People are playing it safe, which restricts what stories are able to get told

Writer Joe Barton

Sharpe sees Mozart as someone unaffected by the fashions of his time, pushing forward with what he believed was the best way to compose, regardless of accepted norms. He notes how someone said recently that “it’s almost like he has the opposite of imposter syndrome, where he’s so convinced that what he’s doing is great, that he’s [just] trying to get whatever is in its way out of the way”.

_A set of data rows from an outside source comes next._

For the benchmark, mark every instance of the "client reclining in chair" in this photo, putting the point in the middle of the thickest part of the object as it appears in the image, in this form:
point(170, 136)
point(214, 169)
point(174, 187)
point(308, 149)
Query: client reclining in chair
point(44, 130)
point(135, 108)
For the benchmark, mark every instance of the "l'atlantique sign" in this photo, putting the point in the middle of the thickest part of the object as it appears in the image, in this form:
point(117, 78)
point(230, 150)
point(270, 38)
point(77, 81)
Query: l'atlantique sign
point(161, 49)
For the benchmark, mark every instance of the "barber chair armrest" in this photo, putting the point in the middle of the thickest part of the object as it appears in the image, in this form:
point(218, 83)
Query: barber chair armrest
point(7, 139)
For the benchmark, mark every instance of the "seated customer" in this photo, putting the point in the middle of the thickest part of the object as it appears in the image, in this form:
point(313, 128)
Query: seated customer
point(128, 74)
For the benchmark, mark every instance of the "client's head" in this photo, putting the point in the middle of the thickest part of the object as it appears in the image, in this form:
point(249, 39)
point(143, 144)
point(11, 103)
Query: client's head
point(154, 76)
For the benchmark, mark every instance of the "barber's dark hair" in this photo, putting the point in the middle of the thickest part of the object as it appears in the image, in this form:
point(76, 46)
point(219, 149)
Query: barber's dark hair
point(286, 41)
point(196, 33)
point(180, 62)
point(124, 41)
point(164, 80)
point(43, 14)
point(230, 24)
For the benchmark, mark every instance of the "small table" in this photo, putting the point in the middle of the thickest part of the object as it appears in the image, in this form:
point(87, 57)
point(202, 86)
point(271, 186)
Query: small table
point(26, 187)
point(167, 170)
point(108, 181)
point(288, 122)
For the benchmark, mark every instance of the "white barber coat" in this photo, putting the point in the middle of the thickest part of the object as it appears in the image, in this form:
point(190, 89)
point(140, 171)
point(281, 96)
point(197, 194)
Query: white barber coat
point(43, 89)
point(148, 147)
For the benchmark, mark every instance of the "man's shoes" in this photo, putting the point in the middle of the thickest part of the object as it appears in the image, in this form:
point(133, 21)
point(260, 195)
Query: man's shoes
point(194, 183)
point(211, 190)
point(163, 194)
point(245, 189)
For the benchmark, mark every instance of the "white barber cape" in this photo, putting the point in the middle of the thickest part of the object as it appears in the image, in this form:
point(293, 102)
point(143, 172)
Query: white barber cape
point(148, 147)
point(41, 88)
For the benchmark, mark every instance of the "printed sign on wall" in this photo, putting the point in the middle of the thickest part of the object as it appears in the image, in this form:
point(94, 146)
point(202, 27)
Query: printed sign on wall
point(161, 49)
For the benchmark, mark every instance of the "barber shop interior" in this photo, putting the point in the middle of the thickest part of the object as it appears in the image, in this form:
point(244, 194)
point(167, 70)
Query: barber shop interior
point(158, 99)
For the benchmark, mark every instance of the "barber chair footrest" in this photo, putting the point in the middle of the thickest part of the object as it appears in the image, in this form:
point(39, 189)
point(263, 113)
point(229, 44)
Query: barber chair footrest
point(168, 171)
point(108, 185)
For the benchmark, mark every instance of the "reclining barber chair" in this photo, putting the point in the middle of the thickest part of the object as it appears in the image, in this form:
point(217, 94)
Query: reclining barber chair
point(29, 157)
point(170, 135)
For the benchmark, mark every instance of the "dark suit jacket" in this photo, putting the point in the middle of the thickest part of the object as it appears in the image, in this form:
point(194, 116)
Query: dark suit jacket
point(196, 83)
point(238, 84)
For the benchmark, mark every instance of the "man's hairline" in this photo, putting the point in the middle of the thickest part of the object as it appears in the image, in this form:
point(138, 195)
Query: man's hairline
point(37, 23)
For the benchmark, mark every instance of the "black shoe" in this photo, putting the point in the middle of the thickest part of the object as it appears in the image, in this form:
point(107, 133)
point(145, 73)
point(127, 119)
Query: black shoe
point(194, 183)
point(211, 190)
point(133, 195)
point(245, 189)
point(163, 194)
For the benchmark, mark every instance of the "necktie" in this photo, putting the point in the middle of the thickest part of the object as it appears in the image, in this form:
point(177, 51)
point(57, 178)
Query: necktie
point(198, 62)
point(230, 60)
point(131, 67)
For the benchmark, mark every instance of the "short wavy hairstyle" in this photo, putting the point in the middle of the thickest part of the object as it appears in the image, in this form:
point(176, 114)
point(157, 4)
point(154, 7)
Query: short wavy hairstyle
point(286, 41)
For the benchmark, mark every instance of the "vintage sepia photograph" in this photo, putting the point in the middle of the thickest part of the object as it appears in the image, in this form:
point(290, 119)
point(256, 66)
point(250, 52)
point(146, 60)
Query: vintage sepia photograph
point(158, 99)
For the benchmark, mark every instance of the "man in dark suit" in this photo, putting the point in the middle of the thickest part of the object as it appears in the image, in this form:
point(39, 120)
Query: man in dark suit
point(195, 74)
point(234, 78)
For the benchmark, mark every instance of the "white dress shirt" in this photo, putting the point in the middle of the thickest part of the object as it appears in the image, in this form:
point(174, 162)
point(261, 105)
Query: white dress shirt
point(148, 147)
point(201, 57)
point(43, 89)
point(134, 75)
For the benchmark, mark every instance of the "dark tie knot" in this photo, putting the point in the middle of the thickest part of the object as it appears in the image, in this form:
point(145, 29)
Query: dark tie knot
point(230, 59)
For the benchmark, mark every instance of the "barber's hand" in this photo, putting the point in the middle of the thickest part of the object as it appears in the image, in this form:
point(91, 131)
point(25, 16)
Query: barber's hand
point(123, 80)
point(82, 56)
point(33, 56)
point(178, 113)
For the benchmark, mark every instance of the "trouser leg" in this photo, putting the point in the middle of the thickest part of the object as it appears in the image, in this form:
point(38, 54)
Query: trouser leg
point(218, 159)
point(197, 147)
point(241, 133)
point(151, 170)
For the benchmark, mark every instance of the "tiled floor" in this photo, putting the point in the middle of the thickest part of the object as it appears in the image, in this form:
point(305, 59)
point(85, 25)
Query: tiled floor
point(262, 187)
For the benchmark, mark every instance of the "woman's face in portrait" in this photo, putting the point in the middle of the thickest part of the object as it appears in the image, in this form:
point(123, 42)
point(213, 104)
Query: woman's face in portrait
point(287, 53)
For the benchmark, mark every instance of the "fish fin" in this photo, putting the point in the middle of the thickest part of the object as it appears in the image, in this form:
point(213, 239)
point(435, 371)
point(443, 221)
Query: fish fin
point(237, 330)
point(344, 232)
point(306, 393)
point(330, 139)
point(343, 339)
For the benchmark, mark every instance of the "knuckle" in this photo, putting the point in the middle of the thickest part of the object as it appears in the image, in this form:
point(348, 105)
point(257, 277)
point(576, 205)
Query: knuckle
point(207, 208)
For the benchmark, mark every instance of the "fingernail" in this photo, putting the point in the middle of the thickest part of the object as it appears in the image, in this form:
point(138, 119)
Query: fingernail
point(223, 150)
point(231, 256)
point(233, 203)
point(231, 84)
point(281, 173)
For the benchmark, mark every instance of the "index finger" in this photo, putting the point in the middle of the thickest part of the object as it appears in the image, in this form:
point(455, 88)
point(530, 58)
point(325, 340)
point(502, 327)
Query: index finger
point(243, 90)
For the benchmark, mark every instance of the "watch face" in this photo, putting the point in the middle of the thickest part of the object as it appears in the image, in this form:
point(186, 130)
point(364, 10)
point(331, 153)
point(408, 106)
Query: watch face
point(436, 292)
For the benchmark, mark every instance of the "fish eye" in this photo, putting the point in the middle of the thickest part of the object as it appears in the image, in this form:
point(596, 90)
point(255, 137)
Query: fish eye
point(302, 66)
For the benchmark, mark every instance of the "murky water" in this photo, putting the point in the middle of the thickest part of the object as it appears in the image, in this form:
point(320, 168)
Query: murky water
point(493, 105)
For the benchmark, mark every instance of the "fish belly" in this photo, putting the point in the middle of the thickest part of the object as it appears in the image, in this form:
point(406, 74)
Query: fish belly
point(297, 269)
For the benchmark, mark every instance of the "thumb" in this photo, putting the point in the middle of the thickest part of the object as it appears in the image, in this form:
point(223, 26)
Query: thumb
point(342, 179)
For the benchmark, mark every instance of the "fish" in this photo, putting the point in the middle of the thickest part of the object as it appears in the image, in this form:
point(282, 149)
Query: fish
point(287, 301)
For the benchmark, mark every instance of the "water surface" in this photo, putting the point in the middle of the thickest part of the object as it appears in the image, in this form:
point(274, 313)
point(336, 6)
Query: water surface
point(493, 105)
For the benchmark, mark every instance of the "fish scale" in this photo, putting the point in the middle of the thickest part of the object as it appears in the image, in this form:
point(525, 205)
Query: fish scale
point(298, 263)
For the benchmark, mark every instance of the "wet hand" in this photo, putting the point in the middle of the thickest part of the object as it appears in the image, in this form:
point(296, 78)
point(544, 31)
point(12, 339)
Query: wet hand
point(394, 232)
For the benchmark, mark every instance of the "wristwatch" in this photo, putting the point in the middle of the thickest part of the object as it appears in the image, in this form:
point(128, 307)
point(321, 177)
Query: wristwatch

His piano playing in the show is remarkable – all the more so when you realise he was a Grade 3 pianist before taking on the role. To transform into the Austrian maestro, he was paired with Benjamin Holder, musical director on the Wicked films, who had six months to mould him into a credible prodigy capable of performing segments from 20 fiendishly difficult pieces. When work took Sharpe to the US and Japan, Holder bought him a portable keyboard to practise on hotel ironing boards.

Obsessively jealous: Paul Bettany’s Salieri
Obsessively jealous: Paul Bettany’s Salieri (Sky UK Ltd)

The series also examines how art shapes society. As Rory Kinnear’s Emperor Joseph II notes in the series, opera has power – it reflects the world and can drive change. The theme feels particularly resonant now, as President Donald Trump threatens media and cultural institutions in America. This connects to the current creative landscape more broadly, Barton argues. “In drama, you have to increasingly smuggle more challenging or subversive or human ideas into your work, which is as much a result of the economic reality of the current media industry as it is political censorship,” he says. “Or probably now it’s both. People are certainly playing it safe, which restricts what stories are able to get told.”

Sharpe was blown away by the film’s set pieces, which he says are exactly the sort of thing that requires confidence “from the people who are making [television] and supporting it and funding it. There’s a version of the future where everything sort of gets homogenised, because it’s so statistics-based, and people try to make creative decisions, based on what they think the audience wants, based on data,” he notes. Amadeus, like the composer himself, is prepared to take risks.